A new competitor is threatening Georgia’s chances of hosting future NCAA Championships in men’s and women’s tennis.
Before the tennis postseason began, the NCAA announced that Georgia would not host the postseason tournament from 2019-22. Wake Forest is already set to host the 2018 tournament.
But in the coming five years, Central Florida was awarded the NCAA Championships for 2019 and 2021. That’s because of the USTA National Campus facility that now resides in Lake Nona, Florida sits on more than 63 acres of land and is considered one of the largest tennis complexes in the world.
Central Florida will have access to the facility, making it a draw for the NCAA to hold its postseason tournament.

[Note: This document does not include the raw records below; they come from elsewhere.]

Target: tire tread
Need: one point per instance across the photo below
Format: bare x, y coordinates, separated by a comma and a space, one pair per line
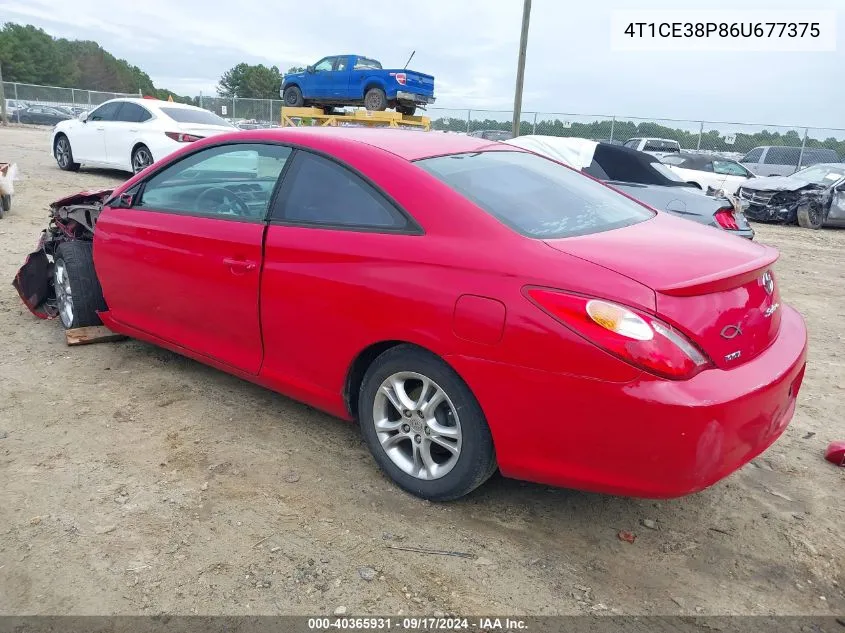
86, 291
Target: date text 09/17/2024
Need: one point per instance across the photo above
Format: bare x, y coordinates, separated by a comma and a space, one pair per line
363, 623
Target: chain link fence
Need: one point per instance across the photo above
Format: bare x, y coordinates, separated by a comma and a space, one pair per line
22, 95
732, 140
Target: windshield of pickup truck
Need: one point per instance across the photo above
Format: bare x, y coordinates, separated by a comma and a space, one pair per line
535, 196
364, 63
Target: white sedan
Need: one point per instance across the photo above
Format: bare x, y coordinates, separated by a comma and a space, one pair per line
131, 134
712, 174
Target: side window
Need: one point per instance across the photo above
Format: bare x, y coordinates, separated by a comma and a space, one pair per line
228, 181
753, 156
318, 191
133, 113
105, 112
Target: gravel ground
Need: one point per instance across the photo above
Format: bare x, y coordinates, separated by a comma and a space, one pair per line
138, 482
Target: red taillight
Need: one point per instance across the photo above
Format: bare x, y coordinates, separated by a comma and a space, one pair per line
180, 137
633, 336
726, 219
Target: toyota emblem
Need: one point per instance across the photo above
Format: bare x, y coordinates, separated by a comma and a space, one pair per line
731, 331
768, 282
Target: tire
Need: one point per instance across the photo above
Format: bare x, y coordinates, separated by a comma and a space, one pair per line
78, 293
293, 97
452, 473
64, 154
375, 99
141, 158
810, 216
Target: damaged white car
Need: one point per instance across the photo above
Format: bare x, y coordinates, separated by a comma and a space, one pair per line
812, 198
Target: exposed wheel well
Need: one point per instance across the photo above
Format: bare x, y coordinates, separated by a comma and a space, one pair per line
56, 141
361, 364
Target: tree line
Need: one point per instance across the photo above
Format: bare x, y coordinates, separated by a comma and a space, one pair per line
30, 55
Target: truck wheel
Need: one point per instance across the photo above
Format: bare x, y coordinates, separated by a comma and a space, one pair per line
810, 216
293, 97
375, 99
78, 293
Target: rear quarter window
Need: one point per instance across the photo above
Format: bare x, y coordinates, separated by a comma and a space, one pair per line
197, 117
534, 196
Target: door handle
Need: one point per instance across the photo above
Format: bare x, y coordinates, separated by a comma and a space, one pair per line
239, 266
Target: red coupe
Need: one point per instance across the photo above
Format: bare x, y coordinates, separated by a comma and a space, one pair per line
473, 305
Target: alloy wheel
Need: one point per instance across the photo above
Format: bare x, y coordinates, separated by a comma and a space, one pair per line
64, 295
417, 425
141, 159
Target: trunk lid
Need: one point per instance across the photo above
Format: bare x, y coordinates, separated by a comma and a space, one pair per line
709, 285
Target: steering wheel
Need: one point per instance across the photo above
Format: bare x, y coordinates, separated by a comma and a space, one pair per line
224, 195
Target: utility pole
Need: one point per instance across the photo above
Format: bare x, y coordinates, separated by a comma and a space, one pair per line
4, 119
520, 69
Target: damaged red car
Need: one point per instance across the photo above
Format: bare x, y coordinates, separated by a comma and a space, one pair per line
472, 305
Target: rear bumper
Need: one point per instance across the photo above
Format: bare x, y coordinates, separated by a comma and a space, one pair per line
647, 438
413, 97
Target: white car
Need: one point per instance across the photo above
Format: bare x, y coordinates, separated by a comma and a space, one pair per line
712, 174
131, 134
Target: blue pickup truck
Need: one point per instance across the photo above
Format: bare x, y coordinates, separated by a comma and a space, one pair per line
342, 80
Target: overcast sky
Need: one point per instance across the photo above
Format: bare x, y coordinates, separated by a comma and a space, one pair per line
470, 46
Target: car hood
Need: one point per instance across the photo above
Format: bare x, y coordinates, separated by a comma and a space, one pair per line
777, 183
93, 195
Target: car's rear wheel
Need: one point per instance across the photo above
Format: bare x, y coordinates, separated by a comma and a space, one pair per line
64, 154
810, 216
293, 97
142, 158
78, 293
375, 99
423, 425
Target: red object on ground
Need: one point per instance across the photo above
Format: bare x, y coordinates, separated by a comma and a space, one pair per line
835, 453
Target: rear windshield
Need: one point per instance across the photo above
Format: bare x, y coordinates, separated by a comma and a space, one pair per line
657, 145
197, 117
535, 196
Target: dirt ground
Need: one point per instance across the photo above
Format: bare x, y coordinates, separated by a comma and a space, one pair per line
135, 481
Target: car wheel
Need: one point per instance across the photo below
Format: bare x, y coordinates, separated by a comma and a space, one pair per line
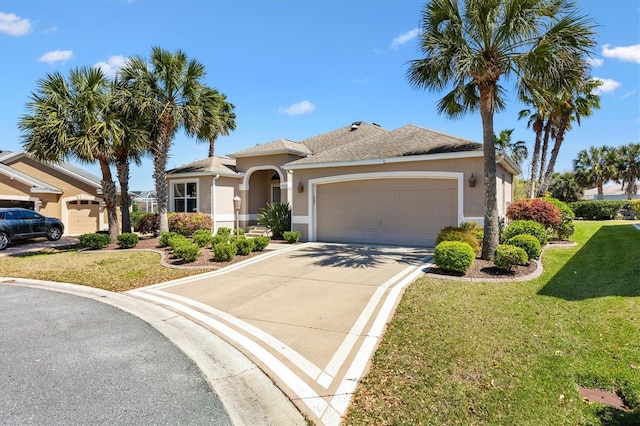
54, 233
4, 240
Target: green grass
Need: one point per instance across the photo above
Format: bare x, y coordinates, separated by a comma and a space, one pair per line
515, 353
107, 270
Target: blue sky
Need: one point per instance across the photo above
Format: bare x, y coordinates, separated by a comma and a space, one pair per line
292, 68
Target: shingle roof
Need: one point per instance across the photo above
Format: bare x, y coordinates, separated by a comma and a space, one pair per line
210, 165
405, 141
274, 147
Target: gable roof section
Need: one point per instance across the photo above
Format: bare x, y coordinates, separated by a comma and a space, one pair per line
209, 166
356, 131
37, 186
407, 141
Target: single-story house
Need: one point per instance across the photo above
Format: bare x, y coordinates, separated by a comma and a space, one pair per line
358, 184
58, 190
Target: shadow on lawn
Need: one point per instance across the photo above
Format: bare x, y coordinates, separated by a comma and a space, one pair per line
607, 265
361, 256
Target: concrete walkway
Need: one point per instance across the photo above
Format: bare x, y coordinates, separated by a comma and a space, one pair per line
310, 316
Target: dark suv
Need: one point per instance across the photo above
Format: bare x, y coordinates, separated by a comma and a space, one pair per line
18, 224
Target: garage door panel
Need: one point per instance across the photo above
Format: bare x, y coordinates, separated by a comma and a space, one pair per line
386, 211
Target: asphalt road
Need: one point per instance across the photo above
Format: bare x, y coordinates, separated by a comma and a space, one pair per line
70, 360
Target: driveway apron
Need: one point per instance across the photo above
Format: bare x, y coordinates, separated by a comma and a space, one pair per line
309, 315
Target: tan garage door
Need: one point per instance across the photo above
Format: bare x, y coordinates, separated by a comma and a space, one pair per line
83, 217
386, 211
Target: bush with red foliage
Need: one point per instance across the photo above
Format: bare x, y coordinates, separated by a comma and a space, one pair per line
535, 209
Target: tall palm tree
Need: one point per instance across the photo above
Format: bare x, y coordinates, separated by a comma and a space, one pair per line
472, 44
595, 166
219, 118
628, 168
516, 150
571, 105
69, 118
169, 91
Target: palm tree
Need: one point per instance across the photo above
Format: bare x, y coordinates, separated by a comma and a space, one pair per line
69, 118
219, 118
169, 91
628, 168
516, 150
595, 166
572, 105
471, 45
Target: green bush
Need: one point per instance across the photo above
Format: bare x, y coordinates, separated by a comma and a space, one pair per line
260, 243
245, 245
187, 223
202, 237
165, 238
528, 243
276, 217
223, 252
291, 236
148, 224
464, 234
530, 227
186, 250
454, 256
508, 256
566, 228
128, 240
597, 209
94, 241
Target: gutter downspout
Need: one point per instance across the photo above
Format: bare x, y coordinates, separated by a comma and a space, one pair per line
213, 204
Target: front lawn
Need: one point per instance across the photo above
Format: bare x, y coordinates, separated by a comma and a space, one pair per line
515, 353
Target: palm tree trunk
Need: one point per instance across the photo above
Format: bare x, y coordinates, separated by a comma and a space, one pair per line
546, 181
122, 168
109, 193
491, 231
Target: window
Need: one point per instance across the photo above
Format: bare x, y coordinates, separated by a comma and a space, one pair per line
185, 197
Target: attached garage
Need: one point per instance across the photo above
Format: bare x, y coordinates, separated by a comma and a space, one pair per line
83, 217
389, 211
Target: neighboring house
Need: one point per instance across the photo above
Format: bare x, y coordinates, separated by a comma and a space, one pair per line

If Georgia is to become a program that hosts the NCAA Championships regularly again, athletics director Greg McGarity said upgrades will need to be made to the Dan Magill Tennis Complex.
McGarity said Georgia’s goal will be to add at least two more indoor courts, which would give it a total of six. Ideally, McGarity said, the program would have 12 indoor courts so that two dual matches could take place simultaneously. With rain soaking Athens last week, one semifinals match of the women’s tournament was moved to Georgia Tech’s indoor complex.
“A perfect scenario is to have 12 indoor courts but no one has that on any facility right now,” McGarity said. “They’ll have six courts in Orlando but the USTA has done remarkable things down there to add to the opportunities the tournament will have in the future, and will have in two of those next four years.”
A lot of college tennis coaches, especially those who believe in the historical significance of Georgia hosting the NCAA Championships, were upset to find out Athens was left out in the next host-site cycle.
When UCLA men’s tennis head coach Billy Martin, 60, completed his post-match interview after the Bruins’ quarterfinals loss to Georgia at the NCAA Championships, he mentioned how he may be retired by the time Georgia gets another tournament. It seemed like something he couldn’t believe was real.
“Six years,” he said. “I may not be around by then.”